CHILDES_DATA_DIR="./data/retraining/childes"
mkdir -p $CHILDES_DATA_DIR
cd /tmp/

wget http://www.adityayedetore.com/childes-project/pretraining.zip
unzip pretraining.zip
cp pretraining/train.txt $CHILDES_DATA_DIR/train.txt.original
cp pretraining/valid.txt $CHILDES_DATA_DIR/valid.txt.original
cp pretraining/test.txt $CHILDES_DATA_DIR/test.txt.original

cd $CHILDES_DATA_DIR
wget http://www.adityayedetore.com/childes-project/vocab.txt # Correct file.

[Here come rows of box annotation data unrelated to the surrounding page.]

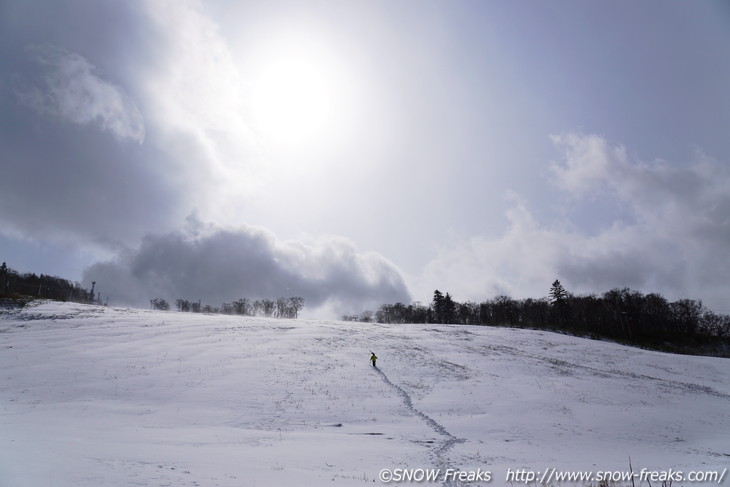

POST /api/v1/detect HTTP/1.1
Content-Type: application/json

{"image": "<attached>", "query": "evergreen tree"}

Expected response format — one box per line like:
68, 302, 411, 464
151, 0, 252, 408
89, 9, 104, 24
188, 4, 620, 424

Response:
549, 279, 568, 305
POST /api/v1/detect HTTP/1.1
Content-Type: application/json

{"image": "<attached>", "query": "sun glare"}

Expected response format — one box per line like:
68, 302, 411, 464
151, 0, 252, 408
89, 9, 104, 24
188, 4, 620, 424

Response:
253, 54, 337, 146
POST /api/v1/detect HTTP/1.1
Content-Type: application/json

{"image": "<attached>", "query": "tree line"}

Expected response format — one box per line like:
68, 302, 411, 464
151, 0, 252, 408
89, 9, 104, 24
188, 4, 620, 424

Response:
342, 280, 730, 355
0, 262, 101, 304
150, 296, 304, 318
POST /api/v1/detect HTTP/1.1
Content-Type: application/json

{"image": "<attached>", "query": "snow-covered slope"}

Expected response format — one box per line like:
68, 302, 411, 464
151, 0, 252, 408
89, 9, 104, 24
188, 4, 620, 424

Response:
0, 303, 730, 487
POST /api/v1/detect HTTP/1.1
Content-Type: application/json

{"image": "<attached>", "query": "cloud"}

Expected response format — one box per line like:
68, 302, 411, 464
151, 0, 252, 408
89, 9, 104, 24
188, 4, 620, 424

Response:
19, 45, 145, 144
421, 134, 730, 309
0, 1, 253, 255
84, 224, 410, 313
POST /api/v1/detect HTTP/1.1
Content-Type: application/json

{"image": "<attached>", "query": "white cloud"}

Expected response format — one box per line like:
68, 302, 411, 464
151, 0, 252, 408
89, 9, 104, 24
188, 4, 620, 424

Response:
21, 45, 145, 144
419, 134, 730, 309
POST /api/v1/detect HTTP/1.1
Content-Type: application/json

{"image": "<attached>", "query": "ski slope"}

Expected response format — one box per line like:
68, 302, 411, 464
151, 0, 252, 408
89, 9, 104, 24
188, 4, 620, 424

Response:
0, 302, 730, 487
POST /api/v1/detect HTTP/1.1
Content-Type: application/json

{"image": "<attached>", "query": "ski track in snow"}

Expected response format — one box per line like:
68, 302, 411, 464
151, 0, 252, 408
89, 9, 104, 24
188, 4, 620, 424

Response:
374, 367, 467, 487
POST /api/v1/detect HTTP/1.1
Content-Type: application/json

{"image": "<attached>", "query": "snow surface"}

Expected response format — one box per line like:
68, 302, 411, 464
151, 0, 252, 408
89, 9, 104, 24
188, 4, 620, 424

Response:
0, 302, 730, 487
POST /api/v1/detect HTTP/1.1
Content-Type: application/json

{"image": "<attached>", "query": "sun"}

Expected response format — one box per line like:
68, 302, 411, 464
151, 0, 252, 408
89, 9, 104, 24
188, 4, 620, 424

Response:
247, 53, 337, 147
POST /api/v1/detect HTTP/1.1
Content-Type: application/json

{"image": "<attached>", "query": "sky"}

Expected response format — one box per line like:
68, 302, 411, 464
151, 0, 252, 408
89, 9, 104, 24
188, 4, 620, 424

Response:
0, 0, 730, 314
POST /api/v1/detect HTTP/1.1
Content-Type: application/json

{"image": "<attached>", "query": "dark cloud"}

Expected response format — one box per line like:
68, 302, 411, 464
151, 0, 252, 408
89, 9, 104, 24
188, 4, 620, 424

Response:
84, 228, 410, 312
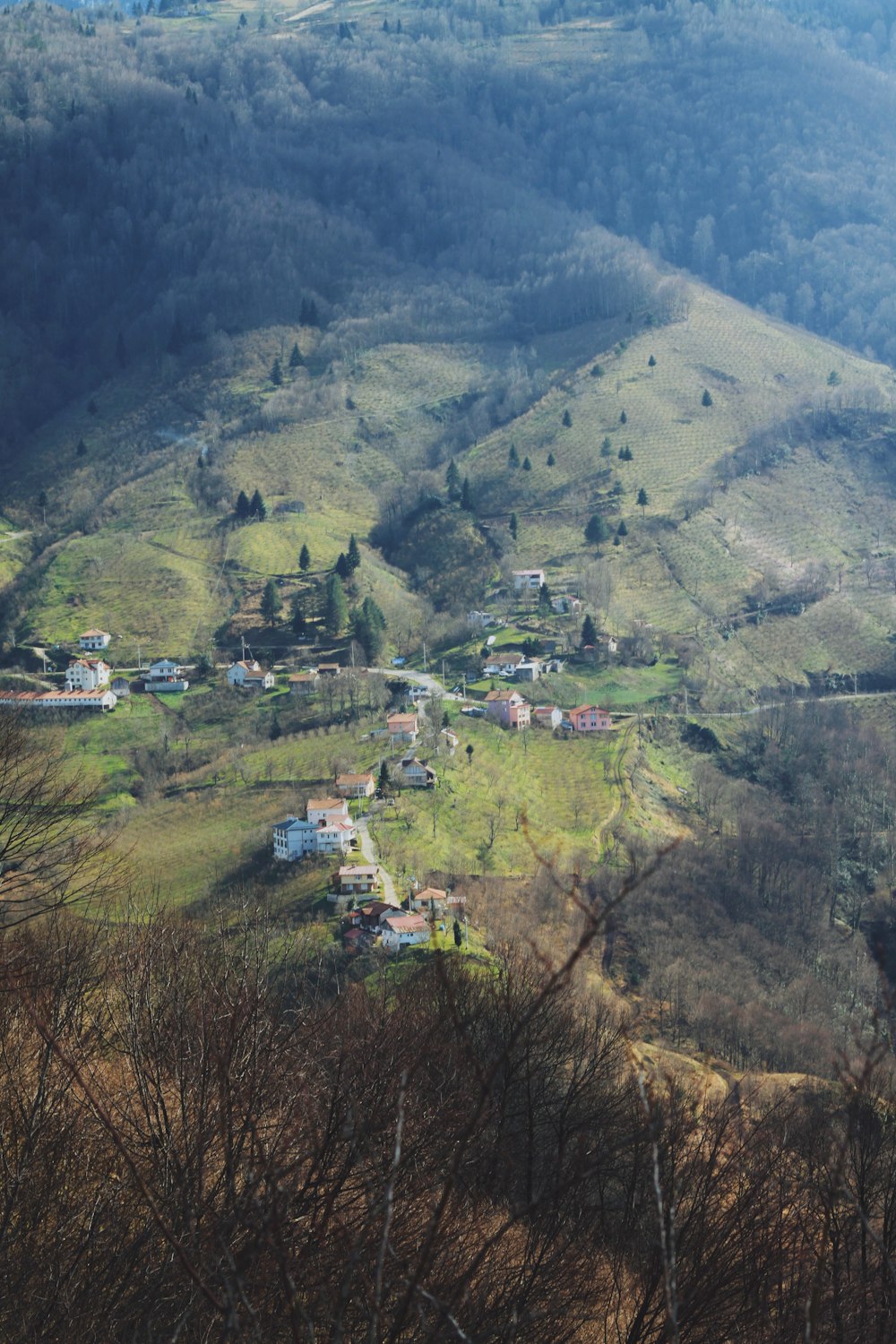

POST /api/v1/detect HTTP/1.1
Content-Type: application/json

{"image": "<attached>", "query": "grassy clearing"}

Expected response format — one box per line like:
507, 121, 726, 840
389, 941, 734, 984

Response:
367, 718, 616, 874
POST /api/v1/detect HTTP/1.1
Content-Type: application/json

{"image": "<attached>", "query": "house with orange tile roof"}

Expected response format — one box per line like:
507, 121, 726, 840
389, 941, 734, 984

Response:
336, 774, 376, 798
78, 631, 111, 653
227, 659, 274, 691
380, 914, 430, 952
567, 704, 613, 733
485, 691, 530, 730
385, 714, 418, 746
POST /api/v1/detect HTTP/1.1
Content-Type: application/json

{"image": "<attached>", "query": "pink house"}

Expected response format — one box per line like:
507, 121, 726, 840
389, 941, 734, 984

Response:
570, 704, 613, 733
485, 691, 530, 728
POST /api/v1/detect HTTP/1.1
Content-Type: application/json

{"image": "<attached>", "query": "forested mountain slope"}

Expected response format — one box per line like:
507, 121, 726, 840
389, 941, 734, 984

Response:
0, 3, 896, 454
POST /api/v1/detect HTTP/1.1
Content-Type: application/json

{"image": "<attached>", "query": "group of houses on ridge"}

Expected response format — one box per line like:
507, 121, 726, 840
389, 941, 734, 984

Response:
0, 629, 189, 714
340, 870, 466, 952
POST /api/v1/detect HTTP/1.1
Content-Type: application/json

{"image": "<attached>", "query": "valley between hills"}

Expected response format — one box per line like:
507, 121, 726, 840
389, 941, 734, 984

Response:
0, 0, 896, 1344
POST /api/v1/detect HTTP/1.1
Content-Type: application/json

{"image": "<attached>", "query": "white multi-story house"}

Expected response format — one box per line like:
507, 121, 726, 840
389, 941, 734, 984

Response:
401, 757, 438, 789
385, 714, 418, 746
78, 631, 111, 653
513, 570, 544, 593
65, 659, 111, 691
227, 659, 274, 691
274, 817, 356, 862
0, 687, 116, 714
143, 659, 189, 695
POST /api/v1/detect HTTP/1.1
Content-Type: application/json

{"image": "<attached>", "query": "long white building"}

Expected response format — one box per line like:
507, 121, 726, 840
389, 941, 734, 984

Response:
0, 687, 118, 714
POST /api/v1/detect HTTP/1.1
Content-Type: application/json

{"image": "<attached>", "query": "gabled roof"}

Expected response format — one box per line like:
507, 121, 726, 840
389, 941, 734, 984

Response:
485, 650, 525, 667
383, 916, 426, 933
414, 887, 447, 900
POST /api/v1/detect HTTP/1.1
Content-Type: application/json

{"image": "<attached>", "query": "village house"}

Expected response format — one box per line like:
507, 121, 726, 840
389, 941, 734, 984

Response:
336, 774, 376, 798
551, 593, 584, 616
78, 631, 111, 653
401, 757, 438, 789
385, 714, 418, 746
289, 672, 321, 696
65, 659, 111, 691
532, 704, 563, 728
382, 914, 430, 952
485, 691, 530, 728
227, 659, 274, 691
328, 863, 380, 900
482, 650, 525, 676
513, 570, 544, 593
348, 900, 404, 933
0, 687, 118, 714
439, 728, 461, 757
407, 887, 466, 918
567, 704, 613, 733
142, 659, 189, 695
274, 816, 356, 862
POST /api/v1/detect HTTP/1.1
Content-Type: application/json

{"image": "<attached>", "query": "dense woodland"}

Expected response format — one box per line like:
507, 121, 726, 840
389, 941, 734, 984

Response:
6, 4, 896, 451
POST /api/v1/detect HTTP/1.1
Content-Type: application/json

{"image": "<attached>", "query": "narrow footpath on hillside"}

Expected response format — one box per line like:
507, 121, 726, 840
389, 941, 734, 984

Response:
356, 817, 401, 906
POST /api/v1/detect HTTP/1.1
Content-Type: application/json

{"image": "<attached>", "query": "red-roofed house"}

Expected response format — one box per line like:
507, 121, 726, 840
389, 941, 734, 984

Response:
485, 691, 530, 728
482, 650, 525, 676
333, 863, 380, 900
382, 914, 430, 952
513, 570, 544, 593
78, 631, 111, 653
568, 704, 613, 733
227, 659, 274, 691
385, 714, 418, 746
409, 887, 466, 916
336, 774, 376, 798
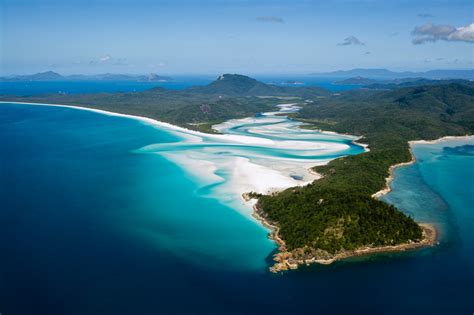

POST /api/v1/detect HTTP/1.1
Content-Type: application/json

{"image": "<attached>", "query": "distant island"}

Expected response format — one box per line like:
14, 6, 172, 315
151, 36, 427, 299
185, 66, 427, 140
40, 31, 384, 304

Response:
334, 76, 378, 85
0, 74, 474, 272
311, 68, 474, 80
0, 71, 173, 82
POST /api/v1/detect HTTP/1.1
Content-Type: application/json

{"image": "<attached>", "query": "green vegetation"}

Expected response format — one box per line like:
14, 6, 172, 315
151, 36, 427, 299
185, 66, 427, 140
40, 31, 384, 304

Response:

Running retraining for ATB/PG:

PYTHONPATH="." python retraining.py --phenomenon ATB --names tiny --samples_per_condition 100 --seed 1000 --context_size 30 --dataset_name "wikipedia"
PYTHONPATH="." python retraining.py --phenomenon PG --names small --samples_per_condition 100 --seed 1000 --context_size 30 --dataset_name "wikipedia"

Caching surprisal values

Inference is costly, so we cache surprisal values to Redis. If you're running a large scale experiment like the ones in the paper, it's better to run redis before: $ redis-server &.

Modified external sources

The project uses modified versions of the following projects, under modified_external_sources:

lm-povstim-with-childes

Source code for Yedetore et al. (2023).

Changes made

  • Changed main.py to support training on original dataset + extra sentences.

colorlessgreenRNNs

Source code for Gulordava et al..

Changes made

  • Changed dictionary_corpus.py to support multiple text file sources.